I went back to the department and grabbed Harry. We had two more dominatrixes on our list supplied by Mistress Layla, one of them over in Pensacola. We did the visits and the interviews and came up empty-handed. We were running out of leads, and left with the horrible feeling that, unless forensics pulled some kind of evidence from the cabin, or someone unknown stepped forward with new information, the case would always have a question mark at the end.
We got back to town at seven in the evening. Harry tottered off for his fix of Noelle, and I stopped by a health-food store for organic brown
rice and quinoa, another of Fossie’s recommendations. By the time I got home, I was too tired to fix anything and fell asleep on the floor watching Andy Griffith re-runs. Somewhere in the night I dreamed of the beautiful woman who was Patricia Scaler’s sister, jolting awake with her breath in my throat.

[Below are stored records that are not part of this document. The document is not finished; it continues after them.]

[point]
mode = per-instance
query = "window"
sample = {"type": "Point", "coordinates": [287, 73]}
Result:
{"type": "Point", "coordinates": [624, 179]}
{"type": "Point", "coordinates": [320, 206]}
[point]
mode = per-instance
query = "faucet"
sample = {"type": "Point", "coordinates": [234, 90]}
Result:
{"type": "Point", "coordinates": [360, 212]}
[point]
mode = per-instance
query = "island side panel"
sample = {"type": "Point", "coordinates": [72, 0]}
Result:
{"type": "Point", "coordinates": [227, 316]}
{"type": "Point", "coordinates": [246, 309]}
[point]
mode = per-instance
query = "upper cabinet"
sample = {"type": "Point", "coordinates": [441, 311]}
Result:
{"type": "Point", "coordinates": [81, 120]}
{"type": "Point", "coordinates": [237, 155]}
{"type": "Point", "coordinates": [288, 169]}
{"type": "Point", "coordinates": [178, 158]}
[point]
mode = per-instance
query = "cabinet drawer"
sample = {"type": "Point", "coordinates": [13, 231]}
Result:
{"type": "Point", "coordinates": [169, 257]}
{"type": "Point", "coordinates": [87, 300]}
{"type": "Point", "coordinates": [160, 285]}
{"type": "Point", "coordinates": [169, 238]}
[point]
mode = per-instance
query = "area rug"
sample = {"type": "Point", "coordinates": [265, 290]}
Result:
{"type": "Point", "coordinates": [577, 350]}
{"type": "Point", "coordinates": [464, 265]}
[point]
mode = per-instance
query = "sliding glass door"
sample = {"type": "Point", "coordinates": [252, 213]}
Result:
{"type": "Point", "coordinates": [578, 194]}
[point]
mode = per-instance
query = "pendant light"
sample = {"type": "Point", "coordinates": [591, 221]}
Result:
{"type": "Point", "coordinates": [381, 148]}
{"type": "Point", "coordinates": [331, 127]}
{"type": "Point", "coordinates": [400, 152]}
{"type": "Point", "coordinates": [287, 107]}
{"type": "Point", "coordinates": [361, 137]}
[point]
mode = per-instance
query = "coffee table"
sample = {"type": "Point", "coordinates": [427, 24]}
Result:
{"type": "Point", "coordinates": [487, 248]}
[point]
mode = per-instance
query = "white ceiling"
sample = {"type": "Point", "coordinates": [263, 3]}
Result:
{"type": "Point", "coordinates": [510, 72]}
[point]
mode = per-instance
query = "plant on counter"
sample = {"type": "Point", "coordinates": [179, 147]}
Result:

My sleep was as thick and juicy as a thirty-dollar steak, eight hours’ worth. In the morning I drank tea on my deck, though I couldn’t tell what kind, the writing on the package so artsy as to defy translation. I ate something rectangular made of lentils and popped my vitamins. I got a call on my way in, a number I hadn’t called before, no ID on the phone. I pulled to the side of the road and popped it open.
“Ryder.”
“Detective Ryder, this is Archie Fossie.”
“What can I do for you, sir?”
“I’m over at the Scalers’. I-I found something in Richard’s office. It seemed kind of hidden.”
“I’ll stop by.”
“Can I meet you on the corner? I don’t want to alarm Patricia.”
“Fifteen minutes.”
Fossie was on the corner when I arrived, pacing in circles beneath a magnolia tree. I swooped up, pushed open the passenger door.
“Get in, we’ll take a ride.”
He slipped in my truck. “I told Patricia I was going for a walk. I should be back soon to prepare her meals for today.”